The UI is decomposed into multiple React components.

The basic idea behind scaling the frontend, much like scaling any other part of the stack, is factoring it into multiple components:

  • Can be owned by multiple independent specialised teams
  • Reduce coupling between components
  • Have clearly specified interfaces between components

Let's look at how this strategy plays out, and how to use modern technologies and ideas like Relay and backend-for-frontend (BFF) to scale out frontend applications and teams.

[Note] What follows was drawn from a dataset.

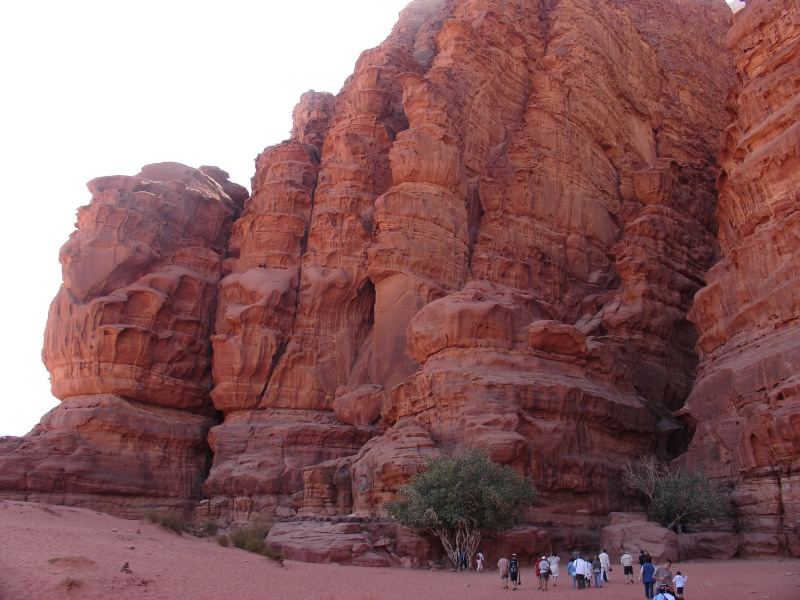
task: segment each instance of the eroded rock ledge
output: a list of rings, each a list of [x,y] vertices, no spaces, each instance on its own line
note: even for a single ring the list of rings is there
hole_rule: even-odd
[[[740,13],[726,110],[723,0],[416,0],[337,96],[303,95],[249,197],[214,168],[94,180],[45,340],[63,403],[0,441],[0,493],[278,519],[278,545],[379,564],[430,552],[370,525],[396,487],[478,446],[543,493],[496,543],[566,547],[632,508],[626,458],[696,428],[685,460],[721,461],[743,540],[776,552],[797,19]]]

Independent isolated teams own different components

This is a useful baseline from which to iterate. It represents the naive scenario in which teams independently develop different components in a larger app but in isolation from each other.

Independently developed components with independent data fetching. The circles are different teams.

Problem: Independent data fetching

  • Poor performance and UX jank
  • A component may make multiple network requests
  • Component data request may depend on ancestor data, leading to waterfall style requests
  • Components may fetch redundant data

Problem: Independent state management

  • Data and UI inconsistency

Batching of network requests

Teams can manually coordinate data fetching:

  • Batch all data requests at the root level
  • Distribute data through the component tree via props
Teams manually batch data requests through a shared root level query.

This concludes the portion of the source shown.